You are viewing version 1.0.0 of this page. Click here to view the latest version.

Corrigibility

Edited by So8res last updated 23rd Mar 2025

You are viewing revision 1.0.0, last edited by So8res

Corrigibility

Summary: A "corrigible agent" is one that reasons as if it is incomplete, and therefore does not resist (and ideally assists) its operators in their attempts to modify the system. Constructing corrigible agents is an open problem for AdvancedSafety in AdvancedAgents.

Definition

Intuitively, a corrigible agent is an agent that reasons as if it is incomplete and potentially flawed in dangerous ways. More specifically, a corrigible agent must satisfy at least the following properties:

A corrigible agent tolerates, and preferably assist, its operators in their attempts to alter or shut down the agent.

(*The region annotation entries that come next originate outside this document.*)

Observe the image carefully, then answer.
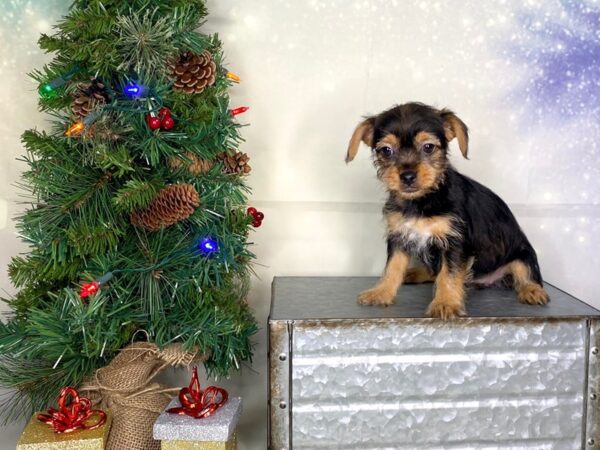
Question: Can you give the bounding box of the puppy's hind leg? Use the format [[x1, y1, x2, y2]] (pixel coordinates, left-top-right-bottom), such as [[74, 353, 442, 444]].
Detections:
[[508, 253, 549, 305]]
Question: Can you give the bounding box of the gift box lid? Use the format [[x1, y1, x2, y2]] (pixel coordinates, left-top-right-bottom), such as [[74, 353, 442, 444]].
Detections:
[[269, 277, 600, 321], [17, 410, 112, 450], [153, 397, 242, 442]]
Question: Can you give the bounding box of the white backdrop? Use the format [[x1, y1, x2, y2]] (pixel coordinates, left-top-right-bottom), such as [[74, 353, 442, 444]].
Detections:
[[0, 0, 600, 449]]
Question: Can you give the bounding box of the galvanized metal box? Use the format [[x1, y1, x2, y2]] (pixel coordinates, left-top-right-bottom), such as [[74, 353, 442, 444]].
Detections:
[[269, 277, 600, 450]]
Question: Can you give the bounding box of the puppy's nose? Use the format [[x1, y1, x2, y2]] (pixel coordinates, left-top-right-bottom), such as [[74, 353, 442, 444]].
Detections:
[[400, 170, 417, 186]]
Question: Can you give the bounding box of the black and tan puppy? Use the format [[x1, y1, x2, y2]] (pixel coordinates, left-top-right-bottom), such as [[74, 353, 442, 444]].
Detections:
[[346, 103, 548, 319]]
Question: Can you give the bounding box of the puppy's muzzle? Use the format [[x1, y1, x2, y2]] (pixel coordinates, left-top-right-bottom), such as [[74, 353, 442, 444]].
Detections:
[[400, 170, 417, 187]]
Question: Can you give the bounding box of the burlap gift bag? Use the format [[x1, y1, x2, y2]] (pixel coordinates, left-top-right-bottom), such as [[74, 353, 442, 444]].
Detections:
[[81, 342, 201, 450]]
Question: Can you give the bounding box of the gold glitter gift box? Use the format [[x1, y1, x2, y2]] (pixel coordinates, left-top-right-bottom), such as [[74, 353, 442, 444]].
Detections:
[[17, 411, 112, 450], [154, 397, 242, 450]]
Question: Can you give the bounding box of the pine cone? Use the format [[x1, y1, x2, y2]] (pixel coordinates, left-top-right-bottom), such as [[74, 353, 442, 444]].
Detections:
[[167, 50, 217, 94], [169, 152, 215, 175], [131, 184, 200, 231], [71, 78, 110, 118], [217, 152, 252, 175]]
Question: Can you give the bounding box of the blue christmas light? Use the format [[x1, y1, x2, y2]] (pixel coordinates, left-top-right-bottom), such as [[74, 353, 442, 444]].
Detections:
[[198, 236, 219, 255], [123, 83, 142, 97]]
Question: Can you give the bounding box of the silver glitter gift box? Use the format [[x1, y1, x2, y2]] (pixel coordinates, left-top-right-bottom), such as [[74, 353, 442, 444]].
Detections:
[[153, 397, 242, 450], [269, 277, 600, 450]]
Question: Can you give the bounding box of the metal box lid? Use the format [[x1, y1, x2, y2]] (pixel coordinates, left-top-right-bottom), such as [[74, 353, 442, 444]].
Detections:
[[269, 277, 600, 320]]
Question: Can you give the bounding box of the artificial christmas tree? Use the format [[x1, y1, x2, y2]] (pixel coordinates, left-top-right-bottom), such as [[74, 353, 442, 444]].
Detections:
[[0, 0, 257, 446]]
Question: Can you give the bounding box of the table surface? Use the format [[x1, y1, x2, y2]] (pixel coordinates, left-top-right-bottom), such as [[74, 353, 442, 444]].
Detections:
[[269, 277, 600, 320]]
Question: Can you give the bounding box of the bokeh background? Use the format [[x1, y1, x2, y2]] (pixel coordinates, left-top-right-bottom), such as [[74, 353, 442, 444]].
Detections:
[[0, 0, 600, 450]]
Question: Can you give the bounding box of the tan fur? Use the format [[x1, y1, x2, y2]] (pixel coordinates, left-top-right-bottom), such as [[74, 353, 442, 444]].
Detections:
[[377, 133, 400, 150], [358, 251, 410, 306], [426, 261, 469, 320], [414, 131, 441, 147], [346, 119, 373, 163], [385, 212, 459, 248], [380, 166, 400, 192], [508, 260, 548, 305], [403, 266, 435, 284], [417, 163, 440, 195], [440, 109, 469, 159]]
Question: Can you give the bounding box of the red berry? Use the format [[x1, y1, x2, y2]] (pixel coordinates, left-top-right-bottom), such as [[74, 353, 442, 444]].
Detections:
[[160, 116, 175, 130], [146, 116, 160, 130], [158, 106, 171, 120]]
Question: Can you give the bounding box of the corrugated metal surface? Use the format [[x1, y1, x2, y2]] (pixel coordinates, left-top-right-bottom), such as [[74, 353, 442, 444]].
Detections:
[[291, 319, 589, 450]]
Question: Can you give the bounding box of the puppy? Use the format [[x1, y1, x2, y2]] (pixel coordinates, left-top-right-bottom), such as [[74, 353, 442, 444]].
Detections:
[[346, 103, 548, 319]]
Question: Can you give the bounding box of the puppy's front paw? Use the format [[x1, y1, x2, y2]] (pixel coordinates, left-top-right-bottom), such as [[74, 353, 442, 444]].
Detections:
[[358, 286, 395, 306], [517, 283, 549, 305], [425, 300, 467, 320]]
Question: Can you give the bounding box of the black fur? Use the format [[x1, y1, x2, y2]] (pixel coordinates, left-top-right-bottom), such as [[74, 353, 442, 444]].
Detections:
[[372, 103, 542, 284], [384, 167, 542, 284]]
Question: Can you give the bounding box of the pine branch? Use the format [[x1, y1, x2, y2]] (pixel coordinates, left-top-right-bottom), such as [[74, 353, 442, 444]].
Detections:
[[113, 179, 164, 214]]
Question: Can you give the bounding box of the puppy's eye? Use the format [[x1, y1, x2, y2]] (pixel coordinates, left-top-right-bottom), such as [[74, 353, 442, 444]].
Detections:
[[379, 146, 394, 158], [423, 144, 435, 155]]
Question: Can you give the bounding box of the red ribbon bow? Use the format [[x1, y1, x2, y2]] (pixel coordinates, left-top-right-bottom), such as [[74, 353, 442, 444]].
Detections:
[[167, 367, 229, 419], [37, 387, 106, 433]]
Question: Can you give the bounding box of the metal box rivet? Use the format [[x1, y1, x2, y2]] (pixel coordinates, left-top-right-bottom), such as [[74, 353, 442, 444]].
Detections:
[[268, 277, 600, 450]]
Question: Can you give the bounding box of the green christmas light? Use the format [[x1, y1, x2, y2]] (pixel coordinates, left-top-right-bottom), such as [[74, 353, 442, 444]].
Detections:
[[39, 77, 67, 98]]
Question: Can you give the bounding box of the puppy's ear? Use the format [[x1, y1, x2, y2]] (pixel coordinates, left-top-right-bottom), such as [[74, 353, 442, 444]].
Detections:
[[440, 108, 469, 159], [346, 117, 375, 163]]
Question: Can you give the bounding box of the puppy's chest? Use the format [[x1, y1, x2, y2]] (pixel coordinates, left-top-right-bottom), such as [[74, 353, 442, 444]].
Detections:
[[386, 213, 459, 257]]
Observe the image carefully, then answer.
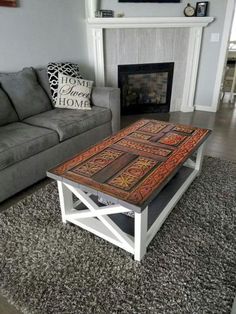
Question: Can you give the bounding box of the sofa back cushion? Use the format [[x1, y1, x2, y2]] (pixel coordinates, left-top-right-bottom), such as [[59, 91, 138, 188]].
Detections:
[[0, 88, 19, 126], [0, 68, 52, 120]]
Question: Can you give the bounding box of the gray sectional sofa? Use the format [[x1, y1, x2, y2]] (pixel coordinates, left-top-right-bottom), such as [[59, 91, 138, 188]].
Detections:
[[0, 68, 120, 202]]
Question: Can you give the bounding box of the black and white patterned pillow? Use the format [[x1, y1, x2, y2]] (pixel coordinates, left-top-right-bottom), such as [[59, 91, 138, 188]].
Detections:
[[48, 62, 82, 104]]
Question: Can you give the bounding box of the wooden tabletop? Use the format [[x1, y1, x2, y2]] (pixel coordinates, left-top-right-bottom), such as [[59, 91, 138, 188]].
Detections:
[[48, 120, 211, 209]]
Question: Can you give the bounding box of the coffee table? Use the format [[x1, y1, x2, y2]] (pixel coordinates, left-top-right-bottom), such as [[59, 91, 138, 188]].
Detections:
[[47, 119, 211, 261]]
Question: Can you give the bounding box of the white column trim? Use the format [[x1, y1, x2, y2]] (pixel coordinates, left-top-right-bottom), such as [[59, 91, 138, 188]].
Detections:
[[92, 28, 105, 87], [181, 27, 203, 112], [211, 0, 236, 112]]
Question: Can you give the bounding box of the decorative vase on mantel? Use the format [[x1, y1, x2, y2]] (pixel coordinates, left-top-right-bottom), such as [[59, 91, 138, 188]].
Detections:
[[86, 0, 99, 18]]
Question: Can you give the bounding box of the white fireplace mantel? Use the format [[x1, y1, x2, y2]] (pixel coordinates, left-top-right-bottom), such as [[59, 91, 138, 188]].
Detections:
[[87, 17, 214, 112], [88, 17, 214, 29]]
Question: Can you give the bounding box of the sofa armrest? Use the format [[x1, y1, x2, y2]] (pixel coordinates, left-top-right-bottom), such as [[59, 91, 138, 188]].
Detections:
[[92, 87, 120, 133]]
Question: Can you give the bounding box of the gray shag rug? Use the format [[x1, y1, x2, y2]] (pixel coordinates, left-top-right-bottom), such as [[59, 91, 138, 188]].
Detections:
[[0, 157, 236, 314]]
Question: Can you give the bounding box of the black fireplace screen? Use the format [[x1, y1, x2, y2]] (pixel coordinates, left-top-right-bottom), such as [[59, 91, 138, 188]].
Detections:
[[118, 62, 174, 115]]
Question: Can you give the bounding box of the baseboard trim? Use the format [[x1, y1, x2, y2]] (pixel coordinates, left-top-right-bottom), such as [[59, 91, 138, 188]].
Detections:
[[195, 106, 217, 112]]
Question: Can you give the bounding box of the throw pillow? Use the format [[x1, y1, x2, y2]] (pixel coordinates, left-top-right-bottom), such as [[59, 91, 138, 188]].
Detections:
[[0, 68, 52, 120], [55, 73, 93, 110], [48, 62, 82, 104], [35, 67, 53, 103], [0, 88, 19, 126]]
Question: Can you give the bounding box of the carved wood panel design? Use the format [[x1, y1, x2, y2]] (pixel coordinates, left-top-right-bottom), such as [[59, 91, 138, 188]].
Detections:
[[50, 120, 211, 208]]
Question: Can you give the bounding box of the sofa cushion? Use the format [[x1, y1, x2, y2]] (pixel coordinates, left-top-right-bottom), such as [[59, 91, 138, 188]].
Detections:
[[35, 68, 53, 103], [0, 68, 52, 120], [24, 106, 111, 142], [0, 122, 59, 170], [0, 88, 19, 126]]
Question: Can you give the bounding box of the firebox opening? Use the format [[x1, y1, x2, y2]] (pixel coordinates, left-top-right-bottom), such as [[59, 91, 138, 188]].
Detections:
[[118, 62, 174, 115]]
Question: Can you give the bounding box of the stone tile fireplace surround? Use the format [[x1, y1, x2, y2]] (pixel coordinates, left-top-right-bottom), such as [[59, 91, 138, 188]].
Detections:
[[87, 17, 214, 112]]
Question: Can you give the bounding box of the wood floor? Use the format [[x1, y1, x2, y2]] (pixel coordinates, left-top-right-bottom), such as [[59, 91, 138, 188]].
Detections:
[[0, 104, 236, 314]]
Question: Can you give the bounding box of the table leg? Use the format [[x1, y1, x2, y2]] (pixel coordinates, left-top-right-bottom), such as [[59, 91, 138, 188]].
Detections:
[[57, 181, 73, 223], [195, 143, 205, 176], [134, 207, 148, 261]]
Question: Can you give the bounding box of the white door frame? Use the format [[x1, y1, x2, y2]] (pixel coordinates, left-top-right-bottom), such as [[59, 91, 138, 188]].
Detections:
[[211, 0, 235, 112]]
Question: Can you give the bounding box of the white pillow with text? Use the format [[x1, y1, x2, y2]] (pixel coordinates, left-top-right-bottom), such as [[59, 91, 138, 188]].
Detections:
[[55, 73, 93, 110]]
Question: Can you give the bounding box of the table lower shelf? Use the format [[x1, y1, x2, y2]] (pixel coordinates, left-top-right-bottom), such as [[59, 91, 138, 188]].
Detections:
[[109, 166, 196, 236]]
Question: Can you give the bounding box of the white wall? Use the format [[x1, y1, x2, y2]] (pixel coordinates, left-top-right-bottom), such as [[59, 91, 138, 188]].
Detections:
[[0, 0, 88, 76], [101, 0, 227, 107]]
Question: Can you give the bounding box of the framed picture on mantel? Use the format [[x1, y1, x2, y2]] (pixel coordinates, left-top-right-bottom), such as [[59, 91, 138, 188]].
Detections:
[[0, 0, 16, 7]]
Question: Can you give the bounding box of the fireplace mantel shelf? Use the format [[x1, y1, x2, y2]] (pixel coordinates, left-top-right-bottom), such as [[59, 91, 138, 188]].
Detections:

A corrigible agent does attempt to manipulate or deceive its operators.

A corrigible agent has incentives to repair safety measures (such as shutdown buttons, tripwires, or containment tools) if they break, or at least notify its operators in th event of a breakage.

A corrigible agent preserves its corrigibility, even as it creates new sub-systems or sub-agents, even if it undergoes significant self-modification.

Formalizing these requirements (into a full specification of an agent which, if implemented, would exhibit corrigible behavior) is an open problem, and the study of reasoning methodologies that give rise to corrigible agents is known as the study of "corrigibility."

Difficulties

Deception and manipulation by default

By default, most sets of preferences are such that an agent acting according to those preferences will prefer to retain its current preferences. For example, imagine an agent which is attempting to collect stamps. Altering the agent so that it prefers to collect bottle caps would lead to futures where the agent has fewer stamps, and so allowing this event to occur is dispreferred (under the current, stamp-collecting preferences).

More generally, as noted by InstrumentallyConvergentStrategies, most utility functions give an agent strong incentives to retain its current utility function: imagine an agent constructed so that it acts according to the utility function U, and imagine further that its operators think they built the agent to act according to a different utility function U'. If the agent learns this fact, then it has incentives to either deceive its programmers (prevent them from noticing that the agent is acting according to U instead of U') or manipulate its programmers (into believing that they actually prefer U to U', or by coercing them into leaving its utility function in tact).

A corrigible agent must avoid these default incentives to manipulate and deceive, but specifying some set of preferences that avoids deception/manipulation incentives remains an open problem.